The Closest eSports Has Ever Gotten to the Olympics

During the 2020 Summer Olympics in Tokyo, Intel decided to take a broad step. As the world was preparing to watch athletes across the globe fight for gold, silver, and bronze at the Olympics, Intel was preparing a tournament of its own. The Intel World Open eSports tournament. A virtual competition based on two video games, Street Fighter V and Rocket League. The event attracted many viewers worldwide, with one Rocket League bout having around 300,000 streamers on Twitch.

With the Olympics underway, Intel reached an agreement with IOC, seeing the World Open eSports tournament stream on the official Tokyo 2020 website. This was the closest eSports has ever been to the Olympics since the industry became popular.
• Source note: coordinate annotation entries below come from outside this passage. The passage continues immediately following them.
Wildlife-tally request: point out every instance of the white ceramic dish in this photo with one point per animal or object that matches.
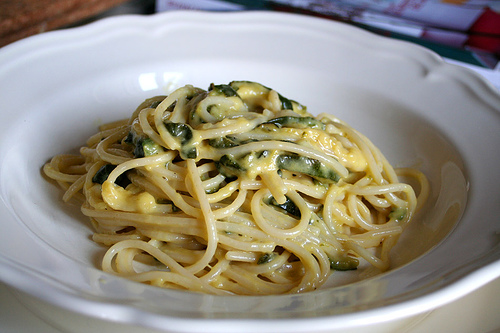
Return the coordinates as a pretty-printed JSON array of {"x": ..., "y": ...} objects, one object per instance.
[{"x": 421, "y": 112}]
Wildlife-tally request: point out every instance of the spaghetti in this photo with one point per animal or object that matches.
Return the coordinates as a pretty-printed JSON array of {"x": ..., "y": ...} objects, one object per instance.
[{"x": 236, "y": 190}]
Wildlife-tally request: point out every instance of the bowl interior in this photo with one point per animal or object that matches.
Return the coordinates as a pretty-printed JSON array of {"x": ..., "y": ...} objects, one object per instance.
[{"x": 70, "y": 116}]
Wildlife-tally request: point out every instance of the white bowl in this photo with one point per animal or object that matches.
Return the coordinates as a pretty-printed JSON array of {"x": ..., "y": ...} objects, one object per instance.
[{"x": 421, "y": 112}]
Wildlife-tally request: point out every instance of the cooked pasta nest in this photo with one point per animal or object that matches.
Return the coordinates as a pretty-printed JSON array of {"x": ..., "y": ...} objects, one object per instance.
[{"x": 237, "y": 190}]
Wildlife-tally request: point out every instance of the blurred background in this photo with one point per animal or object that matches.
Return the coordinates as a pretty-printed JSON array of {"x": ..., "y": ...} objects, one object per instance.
[{"x": 467, "y": 31}]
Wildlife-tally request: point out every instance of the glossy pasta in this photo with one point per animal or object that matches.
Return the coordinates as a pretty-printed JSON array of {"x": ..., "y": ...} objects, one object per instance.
[{"x": 236, "y": 190}]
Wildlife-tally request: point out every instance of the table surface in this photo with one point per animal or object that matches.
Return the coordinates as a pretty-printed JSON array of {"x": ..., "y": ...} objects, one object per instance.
[{"x": 476, "y": 312}]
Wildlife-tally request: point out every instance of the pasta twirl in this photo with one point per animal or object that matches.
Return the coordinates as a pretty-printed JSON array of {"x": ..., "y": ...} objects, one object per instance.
[{"x": 236, "y": 190}]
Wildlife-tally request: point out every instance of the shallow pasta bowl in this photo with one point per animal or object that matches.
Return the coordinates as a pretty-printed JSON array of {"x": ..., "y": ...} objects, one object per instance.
[{"x": 421, "y": 112}]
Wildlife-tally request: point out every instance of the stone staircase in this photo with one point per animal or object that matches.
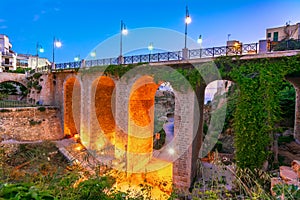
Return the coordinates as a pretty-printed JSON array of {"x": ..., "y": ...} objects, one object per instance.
[{"x": 288, "y": 175}]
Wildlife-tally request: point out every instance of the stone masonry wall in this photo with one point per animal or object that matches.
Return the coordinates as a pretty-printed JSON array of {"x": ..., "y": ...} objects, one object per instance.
[{"x": 30, "y": 124}]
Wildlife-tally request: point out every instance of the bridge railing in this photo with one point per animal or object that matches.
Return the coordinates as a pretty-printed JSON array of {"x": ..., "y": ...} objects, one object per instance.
[
  {"x": 290, "y": 44},
  {"x": 14, "y": 104},
  {"x": 68, "y": 65},
  {"x": 241, "y": 49}
]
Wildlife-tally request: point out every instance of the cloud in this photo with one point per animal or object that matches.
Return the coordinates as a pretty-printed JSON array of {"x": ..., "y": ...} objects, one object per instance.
[{"x": 36, "y": 18}]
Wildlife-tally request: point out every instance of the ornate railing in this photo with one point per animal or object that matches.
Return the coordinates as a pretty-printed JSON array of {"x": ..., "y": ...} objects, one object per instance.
[
  {"x": 241, "y": 49},
  {"x": 14, "y": 104},
  {"x": 284, "y": 45}
]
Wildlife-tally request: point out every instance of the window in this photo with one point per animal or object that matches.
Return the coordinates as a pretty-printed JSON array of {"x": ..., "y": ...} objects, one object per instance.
[{"x": 275, "y": 37}]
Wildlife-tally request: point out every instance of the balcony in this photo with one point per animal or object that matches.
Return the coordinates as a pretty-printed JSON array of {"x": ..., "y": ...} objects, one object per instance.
[
  {"x": 7, "y": 54},
  {"x": 7, "y": 64}
]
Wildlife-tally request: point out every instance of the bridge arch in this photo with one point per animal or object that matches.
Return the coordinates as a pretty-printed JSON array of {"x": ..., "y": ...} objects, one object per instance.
[
  {"x": 102, "y": 109},
  {"x": 72, "y": 105},
  {"x": 13, "y": 77}
]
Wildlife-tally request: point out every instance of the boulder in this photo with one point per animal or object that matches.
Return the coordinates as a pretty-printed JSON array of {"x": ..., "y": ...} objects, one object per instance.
[
  {"x": 296, "y": 167},
  {"x": 288, "y": 174}
]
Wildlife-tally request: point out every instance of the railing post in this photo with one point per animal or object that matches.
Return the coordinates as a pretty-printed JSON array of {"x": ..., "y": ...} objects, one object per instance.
[{"x": 256, "y": 44}]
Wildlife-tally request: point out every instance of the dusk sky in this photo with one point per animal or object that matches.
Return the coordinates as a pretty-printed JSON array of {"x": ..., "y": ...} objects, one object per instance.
[{"x": 82, "y": 24}]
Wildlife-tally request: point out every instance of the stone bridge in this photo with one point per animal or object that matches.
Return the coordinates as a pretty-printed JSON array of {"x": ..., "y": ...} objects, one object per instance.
[
  {"x": 14, "y": 77},
  {"x": 114, "y": 117}
]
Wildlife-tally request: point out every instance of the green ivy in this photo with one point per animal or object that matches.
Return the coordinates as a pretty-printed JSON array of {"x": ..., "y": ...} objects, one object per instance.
[{"x": 258, "y": 104}]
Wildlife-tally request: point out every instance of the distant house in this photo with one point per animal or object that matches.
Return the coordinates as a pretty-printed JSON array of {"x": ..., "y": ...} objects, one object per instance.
[
  {"x": 10, "y": 60},
  {"x": 286, "y": 32}
]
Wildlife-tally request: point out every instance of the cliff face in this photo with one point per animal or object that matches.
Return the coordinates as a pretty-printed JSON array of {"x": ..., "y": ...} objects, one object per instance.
[{"x": 164, "y": 105}]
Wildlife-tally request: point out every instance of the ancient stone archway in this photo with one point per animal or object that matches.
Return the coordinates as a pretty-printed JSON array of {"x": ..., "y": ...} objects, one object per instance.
[
  {"x": 102, "y": 120},
  {"x": 13, "y": 77},
  {"x": 72, "y": 106}
]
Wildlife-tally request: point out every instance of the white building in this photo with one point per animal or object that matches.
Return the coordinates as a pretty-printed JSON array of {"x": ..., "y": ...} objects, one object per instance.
[
  {"x": 8, "y": 58},
  {"x": 30, "y": 61}
]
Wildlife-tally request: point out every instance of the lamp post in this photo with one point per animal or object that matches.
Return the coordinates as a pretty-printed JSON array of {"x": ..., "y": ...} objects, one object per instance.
[
  {"x": 40, "y": 49},
  {"x": 93, "y": 54},
  {"x": 200, "y": 42},
  {"x": 188, "y": 20},
  {"x": 228, "y": 36},
  {"x": 56, "y": 44},
  {"x": 123, "y": 31},
  {"x": 77, "y": 58},
  {"x": 150, "y": 47}
]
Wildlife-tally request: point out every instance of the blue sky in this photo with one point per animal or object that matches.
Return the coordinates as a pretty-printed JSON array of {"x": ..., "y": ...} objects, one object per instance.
[{"x": 82, "y": 24}]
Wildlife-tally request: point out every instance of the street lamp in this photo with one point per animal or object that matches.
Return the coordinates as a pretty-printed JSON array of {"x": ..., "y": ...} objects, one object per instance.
[
  {"x": 123, "y": 31},
  {"x": 228, "y": 36},
  {"x": 40, "y": 49},
  {"x": 93, "y": 54},
  {"x": 56, "y": 44},
  {"x": 199, "y": 41},
  {"x": 188, "y": 20},
  {"x": 150, "y": 47},
  {"x": 77, "y": 58}
]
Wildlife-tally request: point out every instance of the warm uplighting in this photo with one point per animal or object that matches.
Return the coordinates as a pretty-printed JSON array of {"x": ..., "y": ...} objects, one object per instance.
[
  {"x": 171, "y": 151},
  {"x": 76, "y": 136},
  {"x": 199, "y": 41},
  {"x": 123, "y": 31},
  {"x": 236, "y": 44},
  {"x": 77, "y": 58},
  {"x": 93, "y": 54},
  {"x": 40, "y": 49},
  {"x": 188, "y": 20},
  {"x": 56, "y": 44},
  {"x": 78, "y": 148},
  {"x": 150, "y": 46}
]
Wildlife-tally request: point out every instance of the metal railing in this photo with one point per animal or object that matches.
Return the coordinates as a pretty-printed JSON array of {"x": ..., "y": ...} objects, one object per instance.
[
  {"x": 284, "y": 45},
  {"x": 241, "y": 49},
  {"x": 13, "y": 104}
]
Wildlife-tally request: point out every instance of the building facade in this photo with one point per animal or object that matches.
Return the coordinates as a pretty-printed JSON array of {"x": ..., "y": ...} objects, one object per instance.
[
  {"x": 286, "y": 32},
  {"x": 31, "y": 61},
  {"x": 8, "y": 58}
]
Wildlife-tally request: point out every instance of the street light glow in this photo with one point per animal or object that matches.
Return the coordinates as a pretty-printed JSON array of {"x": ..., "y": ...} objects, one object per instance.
[
  {"x": 199, "y": 39},
  {"x": 171, "y": 151},
  {"x": 124, "y": 31},
  {"x": 57, "y": 44},
  {"x": 93, "y": 54},
  {"x": 188, "y": 20},
  {"x": 76, "y": 59},
  {"x": 150, "y": 47}
]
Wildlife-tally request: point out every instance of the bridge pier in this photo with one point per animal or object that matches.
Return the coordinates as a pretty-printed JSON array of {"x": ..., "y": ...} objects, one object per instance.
[{"x": 296, "y": 83}]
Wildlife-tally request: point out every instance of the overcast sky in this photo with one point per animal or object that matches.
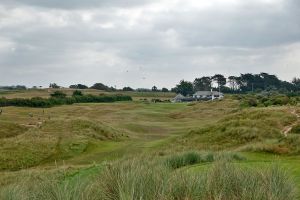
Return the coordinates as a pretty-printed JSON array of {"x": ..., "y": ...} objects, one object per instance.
[{"x": 141, "y": 43}]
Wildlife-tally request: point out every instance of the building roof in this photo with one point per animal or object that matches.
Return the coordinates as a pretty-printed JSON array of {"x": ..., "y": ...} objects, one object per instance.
[
  {"x": 207, "y": 93},
  {"x": 179, "y": 97}
]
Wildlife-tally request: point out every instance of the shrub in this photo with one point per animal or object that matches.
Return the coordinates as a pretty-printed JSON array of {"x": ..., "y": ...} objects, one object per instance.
[
  {"x": 77, "y": 93},
  {"x": 54, "y": 101}
]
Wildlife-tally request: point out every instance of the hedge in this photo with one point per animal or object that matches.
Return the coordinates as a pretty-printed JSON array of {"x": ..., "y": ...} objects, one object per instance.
[{"x": 39, "y": 102}]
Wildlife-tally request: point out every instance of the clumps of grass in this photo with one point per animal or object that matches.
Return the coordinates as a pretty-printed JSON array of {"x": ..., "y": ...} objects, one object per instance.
[
  {"x": 296, "y": 129},
  {"x": 194, "y": 157},
  {"x": 150, "y": 179},
  {"x": 141, "y": 179},
  {"x": 8, "y": 129},
  {"x": 266, "y": 100},
  {"x": 242, "y": 128}
]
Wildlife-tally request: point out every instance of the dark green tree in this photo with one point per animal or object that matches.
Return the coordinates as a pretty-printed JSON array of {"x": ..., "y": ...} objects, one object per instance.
[
  {"x": 219, "y": 79},
  {"x": 184, "y": 88},
  {"x": 58, "y": 94},
  {"x": 127, "y": 89},
  {"x": 53, "y": 85},
  {"x": 203, "y": 83},
  {"x": 154, "y": 89},
  {"x": 165, "y": 90},
  {"x": 77, "y": 93}
]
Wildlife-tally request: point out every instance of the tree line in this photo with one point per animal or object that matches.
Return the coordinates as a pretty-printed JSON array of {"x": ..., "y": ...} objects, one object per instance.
[
  {"x": 60, "y": 98},
  {"x": 238, "y": 84}
]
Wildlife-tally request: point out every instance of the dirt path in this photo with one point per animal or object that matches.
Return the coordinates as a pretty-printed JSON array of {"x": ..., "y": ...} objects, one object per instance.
[{"x": 288, "y": 128}]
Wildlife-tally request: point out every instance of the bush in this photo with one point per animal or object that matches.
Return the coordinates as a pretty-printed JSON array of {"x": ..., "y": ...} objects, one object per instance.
[
  {"x": 59, "y": 99},
  {"x": 77, "y": 93},
  {"x": 58, "y": 94}
]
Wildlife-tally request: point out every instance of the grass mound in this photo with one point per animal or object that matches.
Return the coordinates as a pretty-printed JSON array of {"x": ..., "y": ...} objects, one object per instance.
[
  {"x": 194, "y": 157},
  {"x": 241, "y": 128},
  {"x": 8, "y": 129},
  {"x": 149, "y": 178}
]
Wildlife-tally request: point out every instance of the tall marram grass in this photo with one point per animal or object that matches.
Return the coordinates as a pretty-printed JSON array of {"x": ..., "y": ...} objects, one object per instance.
[{"x": 152, "y": 179}]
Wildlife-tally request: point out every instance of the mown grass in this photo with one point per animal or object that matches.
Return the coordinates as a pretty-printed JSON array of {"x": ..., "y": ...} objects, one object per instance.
[{"x": 81, "y": 136}]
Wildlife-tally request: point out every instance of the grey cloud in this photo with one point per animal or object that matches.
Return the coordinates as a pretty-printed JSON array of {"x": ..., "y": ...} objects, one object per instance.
[
  {"x": 162, "y": 46},
  {"x": 76, "y": 4}
]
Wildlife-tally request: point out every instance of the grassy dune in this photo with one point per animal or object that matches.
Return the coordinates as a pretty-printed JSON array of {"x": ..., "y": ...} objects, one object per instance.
[{"x": 75, "y": 142}]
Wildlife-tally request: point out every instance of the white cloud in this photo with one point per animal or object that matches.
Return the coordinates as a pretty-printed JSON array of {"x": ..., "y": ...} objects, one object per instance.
[{"x": 141, "y": 43}]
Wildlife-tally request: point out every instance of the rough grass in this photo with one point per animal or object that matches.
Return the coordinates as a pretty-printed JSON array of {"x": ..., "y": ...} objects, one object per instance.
[
  {"x": 149, "y": 178},
  {"x": 245, "y": 127}
]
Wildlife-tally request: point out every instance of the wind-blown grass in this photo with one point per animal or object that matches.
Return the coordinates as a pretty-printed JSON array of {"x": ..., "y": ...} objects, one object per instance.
[{"x": 150, "y": 179}]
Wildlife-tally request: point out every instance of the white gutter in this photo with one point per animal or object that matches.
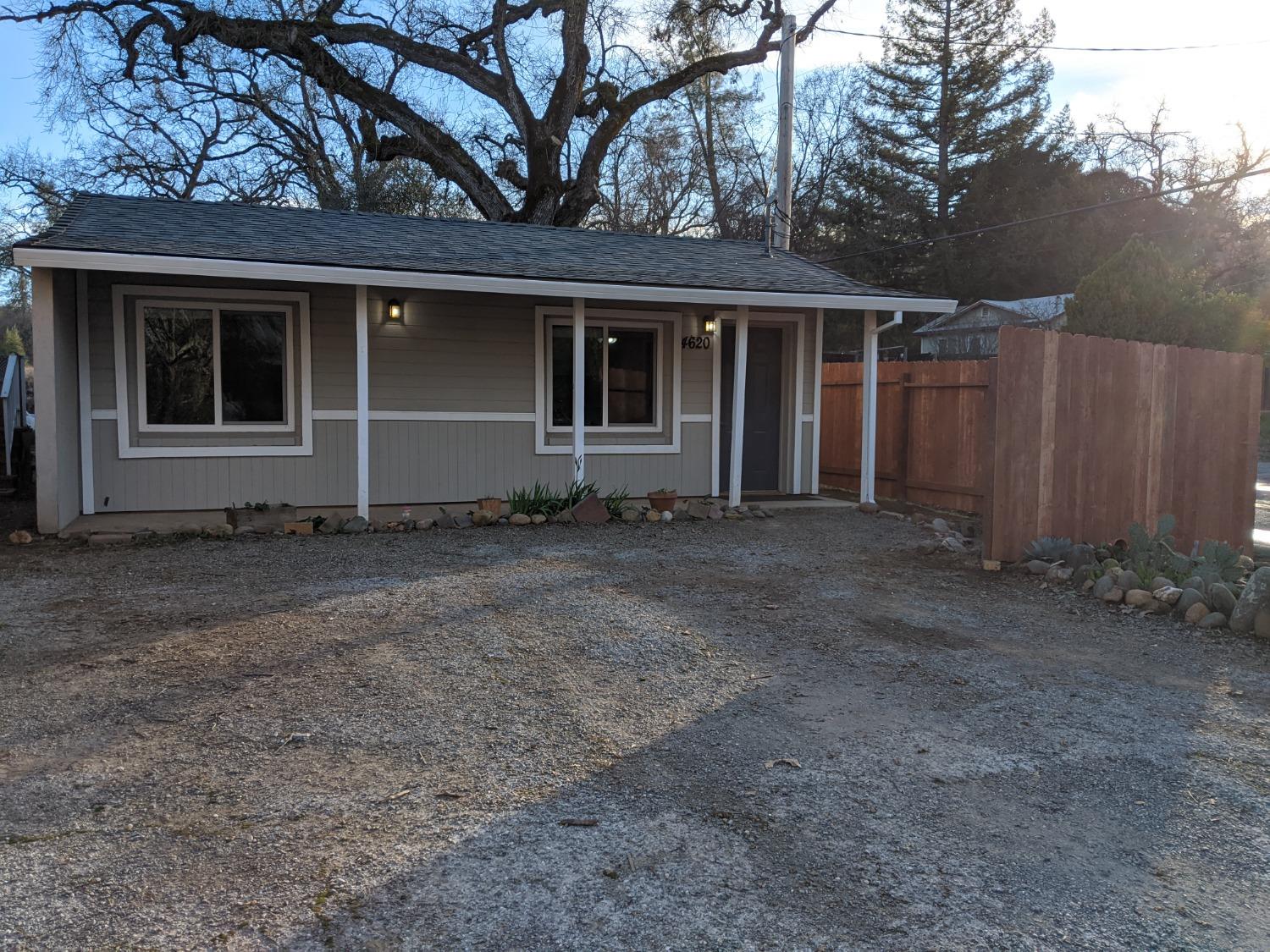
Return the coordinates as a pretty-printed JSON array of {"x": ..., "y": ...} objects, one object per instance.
[{"x": 475, "y": 283}]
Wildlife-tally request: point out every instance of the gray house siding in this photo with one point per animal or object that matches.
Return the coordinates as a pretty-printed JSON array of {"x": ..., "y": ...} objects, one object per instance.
[{"x": 452, "y": 355}]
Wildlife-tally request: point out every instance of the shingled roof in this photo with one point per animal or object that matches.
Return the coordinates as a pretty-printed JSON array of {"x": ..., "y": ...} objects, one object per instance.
[{"x": 234, "y": 231}]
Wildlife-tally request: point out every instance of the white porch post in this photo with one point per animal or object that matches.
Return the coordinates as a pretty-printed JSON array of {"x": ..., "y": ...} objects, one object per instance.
[
  {"x": 88, "y": 494},
  {"x": 738, "y": 405},
  {"x": 579, "y": 388},
  {"x": 869, "y": 409},
  {"x": 815, "y": 401},
  {"x": 363, "y": 406}
]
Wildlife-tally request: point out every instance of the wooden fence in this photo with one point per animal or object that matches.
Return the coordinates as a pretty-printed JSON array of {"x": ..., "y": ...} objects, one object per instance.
[
  {"x": 1061, "y": 436},
  {"x": 1094, "y": 434},
  {"x": 932, "y": 439}
]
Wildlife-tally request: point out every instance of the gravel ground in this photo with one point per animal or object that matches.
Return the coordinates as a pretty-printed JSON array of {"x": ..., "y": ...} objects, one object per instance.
[{"x": 787, "y": 734}]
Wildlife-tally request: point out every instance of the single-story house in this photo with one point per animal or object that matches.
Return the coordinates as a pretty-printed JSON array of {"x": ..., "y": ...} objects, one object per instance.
[
  {"x": 198, "y": 355},
  {"x": 972, "y": 332}
]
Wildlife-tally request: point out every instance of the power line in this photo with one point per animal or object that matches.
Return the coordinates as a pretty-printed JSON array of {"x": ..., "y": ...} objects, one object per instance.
[
  {"x": 1046, "y": 46},
  {"x": 1051, "y": 216}
]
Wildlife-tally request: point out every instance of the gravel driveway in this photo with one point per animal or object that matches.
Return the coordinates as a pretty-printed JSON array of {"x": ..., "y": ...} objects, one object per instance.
[{"x": 787, "y": 734}]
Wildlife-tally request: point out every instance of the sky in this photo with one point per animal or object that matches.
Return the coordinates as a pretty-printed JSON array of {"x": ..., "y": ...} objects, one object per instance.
[{"x": 1206, "y": 91}]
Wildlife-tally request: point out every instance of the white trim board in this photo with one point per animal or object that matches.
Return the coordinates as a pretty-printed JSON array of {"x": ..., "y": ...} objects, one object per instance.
[
  {"x": 330, "y": 274},
  {"x": 299, "y": 300}
]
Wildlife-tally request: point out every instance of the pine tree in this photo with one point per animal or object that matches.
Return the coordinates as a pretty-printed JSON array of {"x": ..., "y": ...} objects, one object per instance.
[{"x": 959, "y": 83}]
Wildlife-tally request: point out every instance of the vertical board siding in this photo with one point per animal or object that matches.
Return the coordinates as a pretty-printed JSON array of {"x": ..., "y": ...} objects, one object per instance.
[
  {"x": 931, "y": 431},
  {"x": 1095, "y": 434}
]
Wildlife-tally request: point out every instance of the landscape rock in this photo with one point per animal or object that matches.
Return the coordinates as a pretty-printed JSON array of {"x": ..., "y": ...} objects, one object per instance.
[
  {"x": 1196, "y": 583},
  {"x": 1196, "y": 614},
  {"x": 1138, "y": 598},
  {"x": 698, "y": 510},
  {"x": 1057, "y": 573},
  {"x": 1080, "y": 556},
  {"x": 591, "y": 510},
  {"x": 1221, "y": 599},
  {"x": 1129, "y": 581},
  {"x": 1186, "y": 599},
  {"x": 1256, "y": 594},
  {"x": 1262, "y": 624}
]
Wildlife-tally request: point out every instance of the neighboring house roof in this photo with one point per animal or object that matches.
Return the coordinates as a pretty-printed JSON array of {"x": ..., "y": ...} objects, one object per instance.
[
  {"x": 361, "y": 240},
  {"x": 1028, "y": 311}
]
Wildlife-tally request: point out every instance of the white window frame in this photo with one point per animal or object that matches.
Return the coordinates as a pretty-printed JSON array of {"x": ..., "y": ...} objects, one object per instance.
[
  {"x": 218, "y": 426},
  {"x": 240, "y": 299},
  {"x": 605, "y": 327}
]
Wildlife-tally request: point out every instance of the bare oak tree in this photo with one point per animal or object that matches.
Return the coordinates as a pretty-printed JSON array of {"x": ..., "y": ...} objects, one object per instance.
[{"x": 517, "y": 106}]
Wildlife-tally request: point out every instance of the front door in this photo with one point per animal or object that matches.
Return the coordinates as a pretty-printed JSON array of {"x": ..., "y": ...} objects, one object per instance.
[{"x": 761, "y": 454}]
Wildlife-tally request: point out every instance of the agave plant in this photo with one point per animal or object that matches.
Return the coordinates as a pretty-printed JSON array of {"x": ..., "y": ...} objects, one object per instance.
[
  {"x": 1048, "y": 548},
  {"x": 1219, "y": 563}
]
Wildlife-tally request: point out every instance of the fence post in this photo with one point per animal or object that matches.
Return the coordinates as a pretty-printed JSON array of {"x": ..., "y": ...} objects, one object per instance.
[{"x": 902, "y": 454}]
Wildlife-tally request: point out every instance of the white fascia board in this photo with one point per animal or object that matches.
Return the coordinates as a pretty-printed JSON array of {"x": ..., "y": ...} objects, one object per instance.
[{"x": 474, "y": 283}]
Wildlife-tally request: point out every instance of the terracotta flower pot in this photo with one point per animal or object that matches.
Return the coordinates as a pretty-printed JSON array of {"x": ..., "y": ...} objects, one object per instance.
[{"x": 663, "y": 502}]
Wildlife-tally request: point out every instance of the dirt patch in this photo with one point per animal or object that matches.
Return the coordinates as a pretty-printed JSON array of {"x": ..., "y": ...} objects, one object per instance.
[{"x": 342, "y": 741}]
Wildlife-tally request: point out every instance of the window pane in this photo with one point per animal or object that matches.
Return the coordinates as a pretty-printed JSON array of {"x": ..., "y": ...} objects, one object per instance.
[
  {"x": 632, "y": 376},
  {"x": 253, "y": 367},
  {"x": 179, "y": 388},
  {"x": 561, "y": 376}
]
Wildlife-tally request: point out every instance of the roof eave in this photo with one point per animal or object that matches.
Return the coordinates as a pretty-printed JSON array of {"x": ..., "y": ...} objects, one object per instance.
[{"x": 35, "y": 256}]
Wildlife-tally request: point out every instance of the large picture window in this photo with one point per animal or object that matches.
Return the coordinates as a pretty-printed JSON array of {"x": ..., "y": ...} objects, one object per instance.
[
  {"x": 208, "y": 366},
  {"x": 621, "y": 376}
]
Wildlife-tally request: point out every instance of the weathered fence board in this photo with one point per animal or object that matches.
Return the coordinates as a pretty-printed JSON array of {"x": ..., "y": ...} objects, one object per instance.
[
  {"x": 1092, "y": 434},
  {"x": 932, "y": 434}
]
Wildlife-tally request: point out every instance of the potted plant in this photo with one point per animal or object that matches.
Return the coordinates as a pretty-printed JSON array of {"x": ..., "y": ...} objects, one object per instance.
[{"x": 663, "y": 499}]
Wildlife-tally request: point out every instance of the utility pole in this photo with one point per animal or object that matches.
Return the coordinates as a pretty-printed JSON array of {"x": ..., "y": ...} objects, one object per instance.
[{"x": 781, "y": 225}]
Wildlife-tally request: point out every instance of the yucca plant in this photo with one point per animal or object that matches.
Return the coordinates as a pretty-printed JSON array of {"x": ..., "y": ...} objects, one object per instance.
[{"x": 616, "y": 500}]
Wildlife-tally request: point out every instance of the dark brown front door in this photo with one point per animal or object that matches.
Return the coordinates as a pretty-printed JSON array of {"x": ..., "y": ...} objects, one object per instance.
[{"x": 761, "y": 454}]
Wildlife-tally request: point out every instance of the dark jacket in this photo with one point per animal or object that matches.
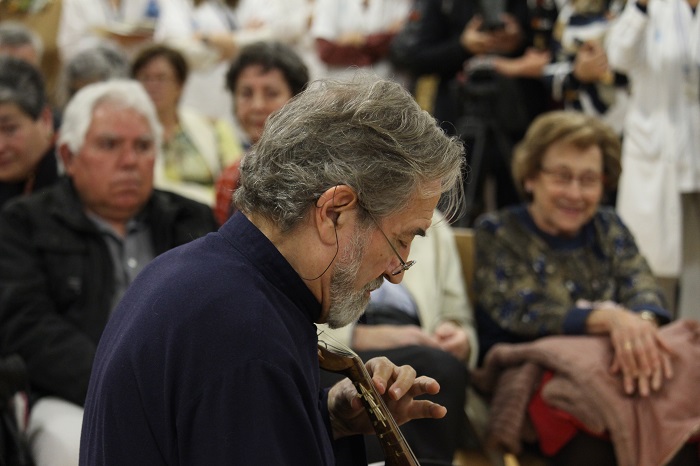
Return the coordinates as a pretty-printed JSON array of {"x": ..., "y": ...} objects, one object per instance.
[{"x": 57, "y": 280}]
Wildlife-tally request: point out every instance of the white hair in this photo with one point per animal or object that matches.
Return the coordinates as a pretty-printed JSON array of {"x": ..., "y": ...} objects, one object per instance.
[{"x": 125, "y": 93}]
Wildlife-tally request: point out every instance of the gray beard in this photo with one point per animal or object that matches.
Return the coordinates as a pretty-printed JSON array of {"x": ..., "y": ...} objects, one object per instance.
[{"x": 347, "y": 305}]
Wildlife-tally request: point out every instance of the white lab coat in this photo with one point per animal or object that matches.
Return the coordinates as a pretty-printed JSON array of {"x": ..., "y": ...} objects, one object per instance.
[
  {"x": 661, "y": 146},
  {"x": 80, "y": 19},
  {"x": 253, "y": 20},
  {"x": 333, "y": 19}
]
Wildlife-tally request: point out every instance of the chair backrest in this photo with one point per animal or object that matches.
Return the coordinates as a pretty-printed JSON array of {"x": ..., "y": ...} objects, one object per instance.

What followed was a comment from David Lappartient, the chair of the eSports and gaming liaison group, a subsidiary of the International Olympic Committee. He stated that this marked a positive step between the world of eSports and the Olympics movement. No further remarks were added after the comment.

Will eSports Ever Be Among The Olympics Events?

Even though there is no clear relationship between the eSports industry and the Olympics, there are speculations that eSports may make a debut in the Olympics before 2028. The good news is that the eSports fan base is growing fast, with statistics showing that by 2024, the number of eSports viewership will be approximately 577 million. Most eSports enthusiasts are affluent and young. They range between 18 to 34, with some having an incredible following. This has made it easy to market the virtual competitions and increase viewership.

On the other hand, the number of Olympics viewership has been on a free fall. The Tokyo 20 summer Olympics had very few streams, with the New York Times terming it as disappointing. A significant speculation to this sudden drop in the Olympics audience is that Olympics fans are aging, considering the competition has been around for years. The IOC is also adamant in adapting to the current trends. If the viewership continues to decline, the Olympics will be forced to include eSports to attract more viewers and retain its status as one of the most-watched competitions worldwide. eSports investors have been advising the IOC to adapt to the technological changes to cater to different ages and sexes. It is, in fact, one of the best ways to diversify their portfolio and renew fans’ interest.

It is evident that eSports is making headlines with its uniqueness, altogether interrupting the current gaming scene. Despite its massive fan base and ever-growing market value, the International Olympic Committee seems to be creating reasons to keep it out of its portfolio. However, with the growing unpopularity of traditional sports, the IOC is warming up for the uptake, with reports indicating that they are gradually incorporating virtual sports in their portfolio. It is also clear that the IOC may need eSports to remain relevant in the current technological world. This means that there are chances of eSports being added to the Olympic games soon. However, it is unclear to mention how long the incorporation may take.